A type 2 vaccine-derived poliovirus was detected in Gaza’s sewage. WHO officials are conducting a risk assessment and considering a mass vaccination campaign.
“It may also spill over internationally, at a very high point,” he continued.
The Israeli military plans to vaccinate soldiers and plans to administer vaccines for over a million people in Gaza.
“I’m extremely worried about an outbreak happening in Gaza. And this is not only polio, different outbreaks of communicable diseases,” Saparbekov continued.
In March 2023, an outbreak of vaccine-induced polio had been declared by Burundian health officials, marking the first time the paralyzing disease has been detected in the East African nation in more than three decades, ABC reported.
A four-year-old child in western Burundi who had not been vaccinated and two other children who had come into contact with the child all tested positive for polio, the Burundi government confirmed in a statement at the time.
It was determined that the virus that caused the children to become ill was a mutated strain of polio originally contained in the oral polio vaccine.

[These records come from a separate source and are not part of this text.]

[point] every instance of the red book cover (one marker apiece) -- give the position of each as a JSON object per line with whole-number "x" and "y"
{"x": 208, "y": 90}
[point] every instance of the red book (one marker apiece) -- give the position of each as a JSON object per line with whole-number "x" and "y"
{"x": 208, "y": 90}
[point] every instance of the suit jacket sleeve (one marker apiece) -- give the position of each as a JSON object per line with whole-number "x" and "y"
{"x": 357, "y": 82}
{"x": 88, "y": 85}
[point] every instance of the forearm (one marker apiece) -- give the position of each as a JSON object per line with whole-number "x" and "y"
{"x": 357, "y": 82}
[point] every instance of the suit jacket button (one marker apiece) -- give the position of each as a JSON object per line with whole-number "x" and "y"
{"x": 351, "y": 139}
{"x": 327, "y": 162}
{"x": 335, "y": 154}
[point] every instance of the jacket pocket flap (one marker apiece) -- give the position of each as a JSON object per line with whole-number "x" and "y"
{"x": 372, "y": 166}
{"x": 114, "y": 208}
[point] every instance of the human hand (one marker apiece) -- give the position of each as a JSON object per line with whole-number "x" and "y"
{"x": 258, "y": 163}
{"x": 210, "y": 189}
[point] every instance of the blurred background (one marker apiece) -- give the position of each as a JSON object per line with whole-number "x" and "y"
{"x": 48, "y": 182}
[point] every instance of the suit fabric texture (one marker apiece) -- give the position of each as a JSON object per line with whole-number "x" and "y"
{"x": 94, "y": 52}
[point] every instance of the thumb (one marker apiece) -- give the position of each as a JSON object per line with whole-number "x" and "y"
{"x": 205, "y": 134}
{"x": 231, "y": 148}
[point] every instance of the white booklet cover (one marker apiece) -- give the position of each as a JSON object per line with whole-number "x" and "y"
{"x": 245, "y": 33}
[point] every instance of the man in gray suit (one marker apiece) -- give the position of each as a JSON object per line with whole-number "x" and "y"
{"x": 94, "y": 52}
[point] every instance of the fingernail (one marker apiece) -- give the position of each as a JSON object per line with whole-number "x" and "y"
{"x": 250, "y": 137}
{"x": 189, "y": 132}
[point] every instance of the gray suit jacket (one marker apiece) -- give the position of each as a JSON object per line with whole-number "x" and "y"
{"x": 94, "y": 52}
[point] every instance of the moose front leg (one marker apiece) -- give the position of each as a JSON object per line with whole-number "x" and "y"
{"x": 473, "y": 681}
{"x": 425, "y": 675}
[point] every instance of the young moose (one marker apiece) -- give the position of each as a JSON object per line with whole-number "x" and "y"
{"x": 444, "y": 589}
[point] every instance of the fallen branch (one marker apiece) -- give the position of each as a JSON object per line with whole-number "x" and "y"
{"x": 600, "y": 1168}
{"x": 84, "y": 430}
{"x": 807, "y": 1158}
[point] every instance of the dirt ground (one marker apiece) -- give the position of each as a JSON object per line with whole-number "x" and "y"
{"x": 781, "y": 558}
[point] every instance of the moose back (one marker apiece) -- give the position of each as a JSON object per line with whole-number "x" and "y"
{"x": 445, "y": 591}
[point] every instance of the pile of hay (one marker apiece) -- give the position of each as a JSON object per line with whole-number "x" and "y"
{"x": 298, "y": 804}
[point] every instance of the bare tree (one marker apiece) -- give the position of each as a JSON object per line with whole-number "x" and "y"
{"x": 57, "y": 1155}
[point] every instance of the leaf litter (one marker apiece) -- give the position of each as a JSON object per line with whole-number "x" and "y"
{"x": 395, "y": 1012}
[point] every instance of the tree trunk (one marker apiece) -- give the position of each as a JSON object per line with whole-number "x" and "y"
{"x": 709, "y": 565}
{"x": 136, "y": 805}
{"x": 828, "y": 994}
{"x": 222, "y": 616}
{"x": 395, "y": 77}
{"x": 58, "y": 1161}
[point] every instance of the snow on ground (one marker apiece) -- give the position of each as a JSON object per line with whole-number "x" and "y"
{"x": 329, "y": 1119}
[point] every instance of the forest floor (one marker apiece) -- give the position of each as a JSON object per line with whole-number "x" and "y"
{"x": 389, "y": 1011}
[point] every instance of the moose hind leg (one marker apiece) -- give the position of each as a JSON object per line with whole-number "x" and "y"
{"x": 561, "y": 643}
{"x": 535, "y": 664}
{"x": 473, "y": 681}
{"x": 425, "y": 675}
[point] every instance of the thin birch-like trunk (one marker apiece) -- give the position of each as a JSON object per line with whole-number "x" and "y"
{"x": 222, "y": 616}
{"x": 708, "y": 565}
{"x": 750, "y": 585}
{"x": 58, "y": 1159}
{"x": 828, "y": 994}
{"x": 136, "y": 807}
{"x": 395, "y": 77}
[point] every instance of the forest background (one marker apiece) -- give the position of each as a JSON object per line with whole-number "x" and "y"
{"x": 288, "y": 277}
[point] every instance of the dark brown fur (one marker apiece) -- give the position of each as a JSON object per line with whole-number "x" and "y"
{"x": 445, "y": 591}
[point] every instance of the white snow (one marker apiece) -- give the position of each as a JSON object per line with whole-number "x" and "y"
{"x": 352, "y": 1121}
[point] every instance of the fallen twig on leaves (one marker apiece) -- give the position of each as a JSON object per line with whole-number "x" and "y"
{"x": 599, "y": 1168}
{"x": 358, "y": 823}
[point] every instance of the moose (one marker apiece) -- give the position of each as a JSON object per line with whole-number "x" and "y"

According to CDC, a vaccine-derived poliovirus (VDPV) is a strain related to the weakened live poliovirus contained in oral polio vaccine (OPV). If allowed to circulate in under- or unimmunized populations for long enough, or replicate in an immunodeficient individual, the weakened virus can revert to a form that causes illness and paralysis.
VDPVs can cause outbreaks in places where vaccine coverage is low. In addition, people with certain immunodeficiency disorders can shed the virus for long periods of time, during which the virus can continue to change and can infect an unvaccinated person,” the agency added.